The reason for this is because, even with a two-degree increase in global temperature, local temperature increases will be so large that, in the future, any drought anywhere in the world will be followed by a heat wave, regardless of the precise number of degrees that global temperature rises.

The error in the prediction of compound hot-dry event frequencies is just 1.5 percent due to the uncertainty in the warming. This eliminates temperature as a significant source of uncertainty. However, the researchers predicted a 48 percent uncertainty for precipitation.

“This demonstrates that local precipitation trends determine whether periods of drought and heat waves will occur simultaneously,” explains Emanuele Bevacqua.

For Central Europe, this means that concurrent droughts and heat waves will occur on average every ten years in the case of a “wet storyline” with increasing precipitation, and at least every four years in the case of a “dry storyline” with declining precipitation.

For Central North America, these events would be expected every nine years (‘wet storyline’) and six years (‘dry storyline’).

These regional precipitation trend stories can be used to inform adaptation decisions, such as evaluating best and worst case scenarios.

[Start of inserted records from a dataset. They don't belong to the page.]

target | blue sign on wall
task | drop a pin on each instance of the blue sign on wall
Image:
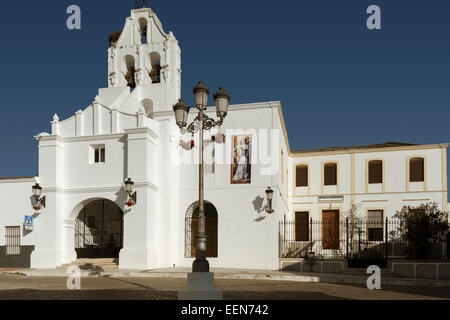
(28, 224)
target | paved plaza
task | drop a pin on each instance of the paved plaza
(17, 286)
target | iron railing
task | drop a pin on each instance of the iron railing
(351, 239)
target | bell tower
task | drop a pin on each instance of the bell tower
(146, 59)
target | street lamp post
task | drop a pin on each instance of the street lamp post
(201, 123)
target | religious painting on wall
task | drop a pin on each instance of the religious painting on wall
(241, 162)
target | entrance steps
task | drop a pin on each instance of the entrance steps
(94, 264)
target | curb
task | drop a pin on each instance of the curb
(325, 278)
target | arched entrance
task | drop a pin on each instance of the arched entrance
(99, 230)
(211, 227)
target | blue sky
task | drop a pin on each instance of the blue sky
(340, 83)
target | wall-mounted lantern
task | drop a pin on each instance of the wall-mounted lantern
(269, 195)
(40, 201)
(132, 200)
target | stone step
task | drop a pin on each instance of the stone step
(97, 260)
(86, 264)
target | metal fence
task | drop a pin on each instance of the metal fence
(12, 240)
(352, 239)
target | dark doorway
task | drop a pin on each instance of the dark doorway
(99, 230)
(211, 230)
(330, 229)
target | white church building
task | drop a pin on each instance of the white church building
(129, 132)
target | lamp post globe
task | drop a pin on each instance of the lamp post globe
(222, 99)
(269, 194)
(129, 185)
(37, 190)
(181, 113)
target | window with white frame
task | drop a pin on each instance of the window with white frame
(375, 225)
(209, 158)
(98, 154)
(12, 240)
(330, 174)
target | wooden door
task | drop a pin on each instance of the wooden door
(302, 226)
(330, 229)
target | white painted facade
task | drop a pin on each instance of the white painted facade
(137, 130)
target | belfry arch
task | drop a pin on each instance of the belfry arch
(191, 227)
(99, 230)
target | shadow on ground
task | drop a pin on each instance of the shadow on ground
(151, 295)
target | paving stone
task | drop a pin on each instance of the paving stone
(403, 269)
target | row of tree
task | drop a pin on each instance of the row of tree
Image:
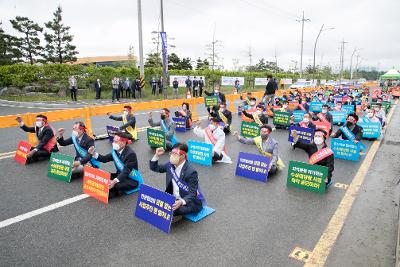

Even if we know that precipitation trends are important in determining the occurrence of concurrent droughts and heat waves, it is still difficult to anticipate them with any certainty:

“Climate change may shift the distribution of precipitation in certain regions. The pattern of precipitation depends on atmospheric circulation, which determines regional weather dynamics through numerous interactions over large parts of the globe,” says Emanuele Bevacqua.

It’s impossible to minimize these uncertainties even further because many of these processes’ dynamics are yet unknown.

This discovery that a trend in one variable predicts the future occurrence of two simultaneous extreme occurrences with a two-degree global temperature increase can be applied to other compound extremes. It may be used to model the interplay of tropical storms and heat waves, as well as the interaction of marine heat waves and acidity extremes in the oceans.

“In these cases, it is the trend in storm frequency or ocean acidification, respectively, that is the deciding factor which determines the concurrence rates of the two extreme events in the future,” says Jakob Zscheischler.